The Political Monuments of Addis Ababa

How to get there

But whilst visiting Bole International Airport—why not take a side trip to see some of Ethiopia? The airport is 3 miles (5 kilometers) from the city center and a free shuttle bus runs into the city. It is a very political capital, with much for the No Holidaymaker to see.

What to see

The town itself boasts numerous patriotic statues and memorials of a vaguely political nature. Abune Petros Statue at Arada, marks the spot where the Ethiopian patriarch courageously faced the firing squad in defiance of the fascists, while The Freedom Tower at Arat Kilo, and the Martyr's Statue at Sidist Killo commemorate the victories of Ethiopia against both the genocide committed by the Italians and the political treachery of the British.

Piquantly perhaps, the Menelik Monument, near St. George's cathedral, is intended to recall the battle of Adwa in 1896 where Africa was supposed to have triumphed over colonialism. Not to forget, the Tiglachin Monument, which proudly commemorates the war against Somalia.

Revolutionary parades are held every September in a natural amphitheatre nearby to mark the 1974 communist revolution. Portraits of Marx, Lenin, “Angels,” and Ethiopia's own Comrade Mengistu used to adorn the square, but have now sadly gone.

The infamous Haile Selassie's Grand Palace is located north east of Churchill Avenue at the end of Colsen Street, whilst his second residence, Jubilee Palace, is on Menelik Avenue, just near the Ghion Hotel, celebrated for its Italian style coffee. But Haile Selassie's palaces are simple stuff compared to the headquarters of the UN Economic Commission for Africa. Africa Hall is a magnificent building with huge stained glass windows depicting the suffering of the people of Africa. It is said to be a symbol of African independence and revival, just like the thermal springs to the west of it. Alas, these springs are now diverted to a private bathing complex.

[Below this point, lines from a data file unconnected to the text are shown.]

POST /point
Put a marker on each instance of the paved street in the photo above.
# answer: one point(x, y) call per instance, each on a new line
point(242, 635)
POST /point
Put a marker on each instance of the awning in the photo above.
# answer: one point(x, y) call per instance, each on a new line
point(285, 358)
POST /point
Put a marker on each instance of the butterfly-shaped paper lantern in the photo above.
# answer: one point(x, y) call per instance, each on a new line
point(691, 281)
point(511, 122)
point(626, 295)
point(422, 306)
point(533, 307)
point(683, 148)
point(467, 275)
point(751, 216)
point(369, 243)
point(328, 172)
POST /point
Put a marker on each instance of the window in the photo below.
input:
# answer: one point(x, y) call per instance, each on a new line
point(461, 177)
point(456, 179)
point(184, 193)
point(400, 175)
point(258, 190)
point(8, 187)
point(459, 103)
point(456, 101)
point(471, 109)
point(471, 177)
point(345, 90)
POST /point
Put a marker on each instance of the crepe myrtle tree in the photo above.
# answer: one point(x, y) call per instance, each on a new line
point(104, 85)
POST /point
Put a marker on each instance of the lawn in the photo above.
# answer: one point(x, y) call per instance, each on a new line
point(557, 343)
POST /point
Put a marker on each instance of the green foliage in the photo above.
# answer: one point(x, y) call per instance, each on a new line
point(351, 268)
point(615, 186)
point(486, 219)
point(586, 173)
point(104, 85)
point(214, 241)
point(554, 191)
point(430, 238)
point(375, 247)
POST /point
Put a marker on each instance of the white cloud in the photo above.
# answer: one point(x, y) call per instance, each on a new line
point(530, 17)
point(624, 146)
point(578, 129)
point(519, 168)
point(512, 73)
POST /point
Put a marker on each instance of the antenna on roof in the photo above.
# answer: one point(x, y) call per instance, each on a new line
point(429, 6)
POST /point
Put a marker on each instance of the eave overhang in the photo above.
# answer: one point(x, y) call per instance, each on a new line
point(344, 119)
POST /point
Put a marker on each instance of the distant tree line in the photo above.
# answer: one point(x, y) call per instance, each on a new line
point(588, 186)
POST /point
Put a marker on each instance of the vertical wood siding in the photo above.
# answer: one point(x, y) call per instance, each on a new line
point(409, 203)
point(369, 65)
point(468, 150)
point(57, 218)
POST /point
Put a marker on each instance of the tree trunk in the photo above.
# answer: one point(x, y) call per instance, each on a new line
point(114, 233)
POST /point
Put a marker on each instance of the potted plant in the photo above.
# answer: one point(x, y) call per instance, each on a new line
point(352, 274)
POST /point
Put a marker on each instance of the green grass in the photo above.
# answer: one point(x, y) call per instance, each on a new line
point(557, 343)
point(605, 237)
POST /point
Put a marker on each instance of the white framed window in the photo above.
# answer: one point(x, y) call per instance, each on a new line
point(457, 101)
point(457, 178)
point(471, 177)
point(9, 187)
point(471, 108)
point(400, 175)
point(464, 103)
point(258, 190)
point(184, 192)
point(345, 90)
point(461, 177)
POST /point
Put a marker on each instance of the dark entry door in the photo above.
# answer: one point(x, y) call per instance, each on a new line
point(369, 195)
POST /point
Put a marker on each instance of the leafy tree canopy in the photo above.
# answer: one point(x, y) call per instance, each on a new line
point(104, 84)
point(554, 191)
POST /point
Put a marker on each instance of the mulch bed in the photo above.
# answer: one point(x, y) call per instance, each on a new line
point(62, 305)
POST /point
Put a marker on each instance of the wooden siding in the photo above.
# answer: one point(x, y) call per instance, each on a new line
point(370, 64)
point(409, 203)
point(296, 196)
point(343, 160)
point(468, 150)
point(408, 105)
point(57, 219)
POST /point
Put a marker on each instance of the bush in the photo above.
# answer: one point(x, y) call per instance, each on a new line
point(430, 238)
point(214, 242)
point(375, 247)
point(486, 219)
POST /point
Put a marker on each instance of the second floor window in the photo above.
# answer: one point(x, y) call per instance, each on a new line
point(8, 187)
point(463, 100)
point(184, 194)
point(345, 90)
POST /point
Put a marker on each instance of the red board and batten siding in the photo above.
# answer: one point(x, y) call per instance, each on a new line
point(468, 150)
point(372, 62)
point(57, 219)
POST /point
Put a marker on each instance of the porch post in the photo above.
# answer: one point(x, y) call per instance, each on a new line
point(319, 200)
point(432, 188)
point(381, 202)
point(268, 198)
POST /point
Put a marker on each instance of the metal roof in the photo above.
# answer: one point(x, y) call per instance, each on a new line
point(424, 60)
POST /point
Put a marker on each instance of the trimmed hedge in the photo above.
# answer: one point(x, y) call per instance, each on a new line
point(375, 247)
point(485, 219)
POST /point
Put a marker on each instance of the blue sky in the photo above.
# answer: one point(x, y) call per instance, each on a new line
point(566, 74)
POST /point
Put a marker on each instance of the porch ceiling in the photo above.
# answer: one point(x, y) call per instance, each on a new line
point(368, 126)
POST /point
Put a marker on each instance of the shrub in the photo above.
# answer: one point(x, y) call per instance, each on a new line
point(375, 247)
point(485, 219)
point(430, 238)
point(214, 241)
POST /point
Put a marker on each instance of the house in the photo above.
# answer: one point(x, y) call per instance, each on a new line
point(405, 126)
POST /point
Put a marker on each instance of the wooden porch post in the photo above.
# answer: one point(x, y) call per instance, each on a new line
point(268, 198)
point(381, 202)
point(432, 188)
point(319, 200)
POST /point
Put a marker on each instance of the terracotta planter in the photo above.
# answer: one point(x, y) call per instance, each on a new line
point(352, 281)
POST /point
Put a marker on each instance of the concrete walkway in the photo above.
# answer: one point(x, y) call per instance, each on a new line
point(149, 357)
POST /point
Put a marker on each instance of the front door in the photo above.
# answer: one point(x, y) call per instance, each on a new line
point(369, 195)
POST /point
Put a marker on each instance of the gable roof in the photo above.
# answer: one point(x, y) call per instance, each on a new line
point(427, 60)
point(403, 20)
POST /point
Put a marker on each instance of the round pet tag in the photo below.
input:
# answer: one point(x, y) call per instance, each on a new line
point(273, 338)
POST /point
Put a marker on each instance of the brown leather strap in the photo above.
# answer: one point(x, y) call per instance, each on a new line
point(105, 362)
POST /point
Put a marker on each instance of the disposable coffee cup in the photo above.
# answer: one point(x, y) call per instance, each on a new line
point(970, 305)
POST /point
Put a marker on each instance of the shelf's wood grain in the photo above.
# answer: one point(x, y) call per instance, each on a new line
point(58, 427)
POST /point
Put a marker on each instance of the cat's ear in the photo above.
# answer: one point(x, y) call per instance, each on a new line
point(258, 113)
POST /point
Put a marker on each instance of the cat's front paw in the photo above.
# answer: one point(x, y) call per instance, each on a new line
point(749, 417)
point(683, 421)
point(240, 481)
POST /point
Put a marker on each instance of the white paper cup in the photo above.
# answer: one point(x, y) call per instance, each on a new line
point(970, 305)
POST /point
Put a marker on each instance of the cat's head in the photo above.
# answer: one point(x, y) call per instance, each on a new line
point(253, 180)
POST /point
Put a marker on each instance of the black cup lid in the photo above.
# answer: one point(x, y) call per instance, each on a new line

Another, as the Ethiopian tourist board puts it, “major attraction” is the old Imperial Lion Zoo, where the last few Ethiopian lions can be seen waiting out their twilight days.

Useful information

The name “Addis Ababa” means “new flower,” and Addis is a flower that grows very high, at 7,900 feet above sea level in the Entoto Mountains. At 8,000 feet (2,440 meters), Addis Ababa is the third highest capital in the world. Ethiopia used to have no less than six capitals at six different locations, with King Menelik moving between them as available trees and hence fuel wood became exhausted. Addis itself was on the point of being abandoned when fast-growing eucalyptus trees were introduced from Australia.

Addis Ababa strives to be an administrative center not only for Ethiopia but also for the whole of Africa. The headquarters of the UN Economic Commission for Africa was established here in 1958 and is the base for the Organization of African Unity's (OAU's) secretariat.

Administration-wise, Ethiopians have their own methods though. For example, very few streets have names in Addis Ababa, and those that do may not be the same as either the ones on the map or the ones people use. “Africa Avenue,” for instance, on the map is popularly known as “Bole Road,” and “Has Biru Avenue” as “Debre Zeit Road.” Likewise, people in Ethiopia use a different calendar from most of the rest of the world, the Julian calendar (which has thirteen months, 12 of 30 days and one of just five!) rather than the more usual Gregorian one, with the Ethiopians running about seven years behind. This means that when it is 2006 in Europe, it is 1999 in Ethiopia.